Is there any relationship between the pandemic and the drug use? The pandemic has caused people to become really stressed and isolated. Chances are: many will make unhealthy and unwise decisions. I cannot say it with certainty, as no research has been done in this respect. Was it peer pressure that led the young man to try out the blotter paper and lose full control over his senses? The guilt of abusing a disabled rickshaw-puller was heightened by the toxic chemical that was troubling his mind. His death has given us a lesson. Are we ready to learn from it? Or do we brush it aside as an exceptional freak show that has given us a momentary chill?

How about those other students? Did we tell them to be entrepreneurial without being ethical? What prompted them towards the cheap thrills of importing drugs and selling them with a five-time profit margin? What happens when we tell our students that they need to find their own jobs? The system cannot employ all the graduates who will come out of the universities. Start a start-up. Be your own employer. Be innovative. Be creative. Think out of the box. We copy and paste Youtube motivational speeches and chant inspirational mantras for the next generation. There is nothing organic about the skill-sets that we want them to acquire or the knowledge that we want them to have. We simulate, mimic and copy with no knowledge and understanding of the real.

Where did this toxic knowledge come from? Did these students get inspired by popular movies that glorify drugs? Did they watch Breaking Bad, Money Heist or Narcos? How much influence did popular media have on them planning their illicit businesses? Or did they grow up in broken families that lacked empathy or ethics?
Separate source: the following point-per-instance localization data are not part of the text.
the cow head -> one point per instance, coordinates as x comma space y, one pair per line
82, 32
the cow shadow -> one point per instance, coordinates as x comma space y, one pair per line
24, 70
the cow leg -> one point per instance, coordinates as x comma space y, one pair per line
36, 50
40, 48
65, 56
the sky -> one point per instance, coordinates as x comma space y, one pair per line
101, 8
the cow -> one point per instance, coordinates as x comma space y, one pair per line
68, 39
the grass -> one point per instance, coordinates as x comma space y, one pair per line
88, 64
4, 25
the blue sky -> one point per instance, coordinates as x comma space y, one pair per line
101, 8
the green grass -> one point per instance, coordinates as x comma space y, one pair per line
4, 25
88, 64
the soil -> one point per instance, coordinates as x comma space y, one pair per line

If the death of the DU student is caused by mental illness or momentary lapses of reason, the lives of the other students are affected by social illness. Treating this incident as an isolated one will be foolish. Frustrations, anxieties and horror are creeping in and taking over the geographical, architectural and psychological spaces that we consider familiar. These familiar places are creeping us out by the uncanny behaviour of the people that we know. The import of LSD by courier is symptomatic of a subculture that is eating us from inside and turning the users into living-dead zombies. The public suicide of the young man is symbolic of everything that has gone wrong in all our familiar territories. He brought his insides out to expose us to the invisible enemies that we carry inside. We must tackle them head on. There is not much time to lose. Or else the next generation will never forgive us!

 

Shamsad Mortuza is Pro-Vice-Chancellor of the University of Liberal Arts Bangladesh (ULAB), and a professor of English (on leave) at Dhaka University.